EDIT: Device Manager reports this device working propely. Device set to region 1.
 
Last edited:

Lutfij

Titan
Moderator
Stick to one thread, please, unless you want the community to end up with spaghetti brains.

Try this out, if the device is showing up in Device Manager, right click on the device, Properties>Driver tab>Update Driver>Browse my computer for drivers>Let me pick from a list of available drivers on my computer>uncheck the Show Compatible Hardware box and on the left hand pane, see if you can find Samsung and on the right hand pane a list of all Samsung drives/devices.
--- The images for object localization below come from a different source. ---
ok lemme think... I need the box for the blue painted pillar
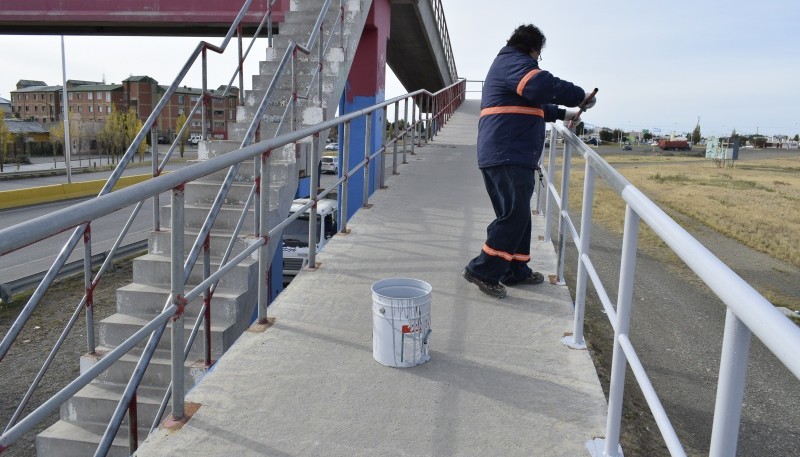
[338,0,391,221]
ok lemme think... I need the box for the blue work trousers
[466,164,534,284]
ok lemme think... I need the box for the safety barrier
[539,124,800,457]
[0,70,465,455]
[0,174,152,210]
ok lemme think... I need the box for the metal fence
[539,123,800,457]
[0,0,466,453]
[0,77,465,457]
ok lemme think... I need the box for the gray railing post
[709,310,752,457]
[258,151,271,323]
[555,140,573,284]
[363,112,372,207]
[83,224,95,355]
[237,25,245,107]
[201,48,208,142]
[340,121,350,234]
[565,160,595,349]
[380,105,388,188]
[152,126,160,231]
[410,96,417,154]
[402,97,408,164]
[603,205,639,457]
[427,95,433,143]
[203,234,212,365]
[309,134,320,268]
[393,101,399,174]
[543,129,557,242]
[170,185,186,421]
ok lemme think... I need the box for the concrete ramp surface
[134,100,608,456]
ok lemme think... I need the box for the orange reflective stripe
[482,244,531,262]
[480,106,544,117]
[516,69,541,96]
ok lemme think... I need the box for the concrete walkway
[134,100,608,457]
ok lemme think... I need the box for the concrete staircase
[35,1,371,456]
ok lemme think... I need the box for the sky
[0,0,798,137]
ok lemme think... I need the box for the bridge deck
[134,100,608,456]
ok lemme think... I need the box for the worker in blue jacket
[463,24,596,298]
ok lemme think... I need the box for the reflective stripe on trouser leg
[466,165,535,283]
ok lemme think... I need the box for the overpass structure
[1,1,800,457]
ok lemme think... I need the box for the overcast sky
[1,0,797,137]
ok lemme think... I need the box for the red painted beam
[0,0,289,36]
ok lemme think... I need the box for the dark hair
[507,24,546,55]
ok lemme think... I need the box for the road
[0,197,154,289]
[0,151,343,295]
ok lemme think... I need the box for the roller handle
[568,87,598,129]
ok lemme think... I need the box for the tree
[123,109,146,162]
[176,113,188,158]
[49,121,64,167]
[793,134,799,142]
[599,129,614,142]
[691,124,701,144]
[643,131,653,141]
[0,116,10,172]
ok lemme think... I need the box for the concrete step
[181,181,284,210]
[132,253,258,290]
[97,312,235,360]
[116,282,249,325]
[265,38,345,63]
[148,227,265,258]
[283,8,343,24]
[37,420,137,457]
[160,201,255,232]
[252,65,342,93]
[59,381,164,430]
[257,58,335,78]
[93,350,208,390]
[289,0,344,13]
[279,20,337,38]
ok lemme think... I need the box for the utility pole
[61,35,72,184]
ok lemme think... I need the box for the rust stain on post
[160,402,202,431]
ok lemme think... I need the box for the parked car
[321,156,338,174]
[623,145,632,151]
[189,134,201,146]
[324,143,338,151]
[157,136,170,144]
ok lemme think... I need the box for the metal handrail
[0,0,261,363]
[430,0,458,81]
[542,123,800,456]
[0,70,466,457]
[0,0,280,453]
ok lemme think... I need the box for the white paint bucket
[371,278,432,368]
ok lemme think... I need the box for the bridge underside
[0,0,454,92]
[387,0,454,92]
[0,0,286,36]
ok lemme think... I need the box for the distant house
[0,96,10,118]
[3,119,50,157]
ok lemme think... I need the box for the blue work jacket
[478,46,585,169]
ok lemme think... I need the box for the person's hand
[581,90,597,110]
[564,109,582,123]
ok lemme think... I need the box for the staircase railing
[0,0,285,453]
[0,68,465,454]
[539,124,800,456]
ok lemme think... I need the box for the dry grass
[629,158,800,268]
[548,154,800,269]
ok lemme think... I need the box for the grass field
[548,149,800,313]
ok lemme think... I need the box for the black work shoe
[502,271,545,286]
[462,269,507,298]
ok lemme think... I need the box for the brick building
[9,76,238,144]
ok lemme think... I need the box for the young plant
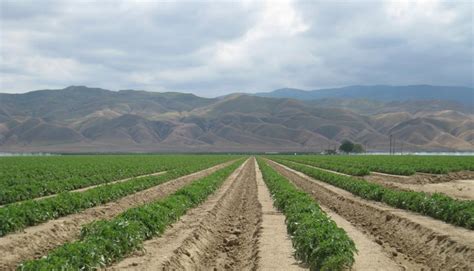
[257,159,356,271]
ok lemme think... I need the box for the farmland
[275,155,474,176]
[0,155,233,205]
[0,154,473,270]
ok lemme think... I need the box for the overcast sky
[0,0,472,96]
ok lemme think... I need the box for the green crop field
[1,154,472,270]
[272,155,474,176]
[0,155,236,205]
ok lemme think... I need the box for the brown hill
[0,86,472,152]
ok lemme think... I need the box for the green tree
[339,140,354,153]
[352,144,365,153]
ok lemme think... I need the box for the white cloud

If you have the drivers for Windows 7 on your platform, you can try and install the driver in compatibility mode, i.e, Right click installer>Properties>Compatibility tab>Windows 7(from the drop down menu).
 

richard8654

Distinguished
Sep 10, 2009
27
0
18,540
I think all my drives are faulty. Why? I just went and started up an old PC running Windows 7 Pro. I noticed there that I must have downloaded Samsung's device drivers because I see the setup file. My old drive is recognised, but even on Windows7 Pro the PC does not discover when a CDROM is inserted. So, that drive looks to be "jiggered". The two other recently bougght exact same model drives simply go unrecognised, by Win 10 & Win 7. I may mess around on my Win 7 PC, but my gut tells me all my drives are "jiggered". Rich EDIT: Yes, I'll try to install the Samsung drivers on my Win 10 machine & see what gives.
EDIT: That program which I thought was driver for the Samsung drive turned out to a program to update the drives firmware. I'm not sure I did install Samsung drivers. on my Win 7 PC. So, I cannot install a Samsung driver, to see what gives, because I don't have it. It might not actually exist.